“How did you get into real estate?” While the stories may vary, often times its a profession in which you find yourself saying…”and I love it!”. If that’s you, Congratulations! Whether you landed in real estate by luck, timing, sheer will, or design, you are in the minority…only one third of working people even “like” what they do let alone love it, according to recent polls by Gallup, the Conference Board, a New York based research non-profit, Forbes Magazine, etc.
However, even “lucky” ones who love their work occasionally feel unmotivated or dissatisfied or just plain stuck in a rut. Right Management’s recent report on people who love their jobs indicates that 80% of them feel dissatisfied at work.

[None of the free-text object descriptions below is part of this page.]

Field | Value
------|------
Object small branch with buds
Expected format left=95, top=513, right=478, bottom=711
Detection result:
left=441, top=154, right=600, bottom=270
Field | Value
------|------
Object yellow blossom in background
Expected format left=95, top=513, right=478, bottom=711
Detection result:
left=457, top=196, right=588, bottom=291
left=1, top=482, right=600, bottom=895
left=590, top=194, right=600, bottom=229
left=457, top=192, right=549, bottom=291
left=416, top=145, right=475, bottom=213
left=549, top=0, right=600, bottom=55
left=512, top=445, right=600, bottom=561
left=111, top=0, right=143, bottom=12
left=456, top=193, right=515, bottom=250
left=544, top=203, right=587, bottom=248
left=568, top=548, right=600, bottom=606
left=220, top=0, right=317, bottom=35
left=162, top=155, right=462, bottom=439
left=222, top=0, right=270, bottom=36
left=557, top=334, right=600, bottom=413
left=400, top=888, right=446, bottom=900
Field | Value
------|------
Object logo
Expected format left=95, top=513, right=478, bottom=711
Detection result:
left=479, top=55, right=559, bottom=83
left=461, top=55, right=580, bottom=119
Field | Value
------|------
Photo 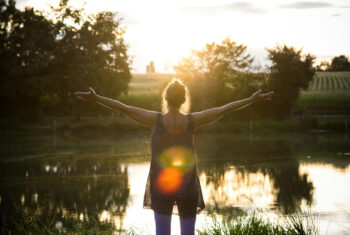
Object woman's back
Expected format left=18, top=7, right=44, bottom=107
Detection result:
left=143, top=112, right=205, bottom=216
left=161, top=112, right=189, bottom=135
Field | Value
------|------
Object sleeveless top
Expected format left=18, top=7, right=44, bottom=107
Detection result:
left=143, top=113, right=205, bottom=214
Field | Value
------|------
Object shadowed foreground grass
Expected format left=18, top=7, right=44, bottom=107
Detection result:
left=10, top=216, right=116, bottom=235
left=8, top=213, right=319, bottom=235
left=197, top=213, right=319, bottom=235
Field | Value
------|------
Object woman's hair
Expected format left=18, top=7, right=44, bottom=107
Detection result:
left=162, top=78, right=190, bottom=114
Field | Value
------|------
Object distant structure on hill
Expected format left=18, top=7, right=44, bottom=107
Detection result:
left=146, top=61, right=155, bottom=74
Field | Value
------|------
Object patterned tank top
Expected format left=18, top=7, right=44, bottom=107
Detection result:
left=143, top=113, right=205, bottom=215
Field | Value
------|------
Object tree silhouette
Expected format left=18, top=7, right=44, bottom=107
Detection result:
left=315, top=60, right=330, bottom=71
left=0, top=0, right=131, bottom=120
left=174, top=38, right=257, bottom=111
left=327, top=55, right=350, bottom=71
left=265, top=45, right=315, bottom=119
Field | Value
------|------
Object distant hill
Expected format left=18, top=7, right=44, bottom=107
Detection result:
left=128, top=72, right=350, bottom=115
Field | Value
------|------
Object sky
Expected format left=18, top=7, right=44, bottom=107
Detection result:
left=16, top=0, right=350, bottom=73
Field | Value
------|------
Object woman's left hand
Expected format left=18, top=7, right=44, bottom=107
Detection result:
left=74, top=87, right=97, bottom=100
left=250, top=89, right=274, bottom=102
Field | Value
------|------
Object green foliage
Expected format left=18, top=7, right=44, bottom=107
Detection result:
left=197, top=213, right=319, bottom=235
left=9, top=212, right=319, bottom=235
left=296, top=72, right=350, bottom=115
left=327, top=55, right=350, bottom=71
left=265, top=45, right=315, bottom=119
left=174, top=38, right=259, bottom=111
left=10, top=215, right=115, bottom=235
left=0, top=0, right=131, bottom=120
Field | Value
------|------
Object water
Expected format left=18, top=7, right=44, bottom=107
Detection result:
left=0, top=131, right=349, bottom=234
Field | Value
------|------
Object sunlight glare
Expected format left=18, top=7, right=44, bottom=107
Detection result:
left=156, top=168, right=184, bottom=195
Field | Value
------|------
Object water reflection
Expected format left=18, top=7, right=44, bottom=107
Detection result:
left=197, top=134, right=350, bottom=214
left=0, top=156, right=130, bottom=231
left=0, top=132, right=350, bottom=234
left=199, top=161, right=313, bottom=215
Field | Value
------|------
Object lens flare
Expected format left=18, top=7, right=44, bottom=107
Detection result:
left=156, top=168, right=184, bottom=195
left=159, top=147, right=195, bottom=173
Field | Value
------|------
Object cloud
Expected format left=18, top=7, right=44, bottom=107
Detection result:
left=225, top=2, right=267, bottom=14
left=331, top=13, right=342, bottom=17
left=180, top=6, right=221, bottom=16
left=279, top=1, right=333, bottom=9
left=180, top=1, right=266, bottom=16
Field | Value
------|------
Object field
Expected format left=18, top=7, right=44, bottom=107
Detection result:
left=307, top=72, right=350, bottom=92
left=126, top=73, right=174, bottom=95
left=124, top=72, right=350, bottom=115
left=297, top=72, right=350, bottom=115
left=119, top=73, right=174, bottom=111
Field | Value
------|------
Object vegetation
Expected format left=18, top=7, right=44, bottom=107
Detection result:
left=174, top=37, right=258, bottom=111
left=1, top=72, right=349, bottom=132
left=197, top=213, right=319, bottom=235
left=296, top=72, right=350, bottom=115
left=7, top=213, right=319, bottom=235
left=174, top=39, right=317, bottom=120
left=328, top=55, right=350, bottom=71
left=265, top=45, right=315, bottom=119
left=0, top=1, right=347, bottom=128
left=316, top=55, right=350, bottom=71
left=9, top=215, right=116, bottom=235
left=0, top=0, right=131, bottom=121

If this resonates with your feelings about real estate right now, here are some strategies that may help render you a stand out to buyers, sellers and colleagues alike.
- Stop being over confident. Confidence is an asset; over-confidence is not. Even though you’ve consistently hit your sales, listings and price numbers over a period of time, be careful that you don’t let your winning streak send you into complacency. Consciously try to keep your confidence in check. The old adage, “what goes up must come down,” still applies today and it still applies to you.
- Stop waiting for a career miracle to happen. Create your own opportunities, your own miracles yourself. Every day, do the things that are known to lead to success…mining for prospects, lead follow-up, going out on listing presentations, etc. Those are the opportunities in real estate…those are the miracles…pursue them. Miracles only happen to agents who are totally engaged, not to those waiting.
- Stop hiding your mistakes. Rather, own them. None of us likes to make mistakes but all of us do, even the most accomplished and capable among us. Think for a moment how some of those most accomplished and capable agents became that way despite their making a mistake or two or twenty…they admitted their mistakes and they did everything in their powers to rectify them. They did not try to hide in hopes the mistakes would simply disappear, they didn’t blame someone else, they didn’t become defensive. They simply owned their mistakes and went the extra mile to fix them.
- Stop allowing yourself to be distracted at work. All of us have a minimum of 25,000 things that can, if we let them, distract us. Try to limit those distractions as much as possible otherwise your productivity and performance will suffer. And besides, who wants to work with a distracted, seemingly frazzled agent when they’re attempting to execute one of the most important financial decisions of their life when buying a home?
- Stop having a scarcity mindset with people in your office and your market. Rather, build positive relations with every agent, whether they are new to the business or a grizzled veteran. Be courteous and remember that someday you may be in the position of needing a helping hand from them!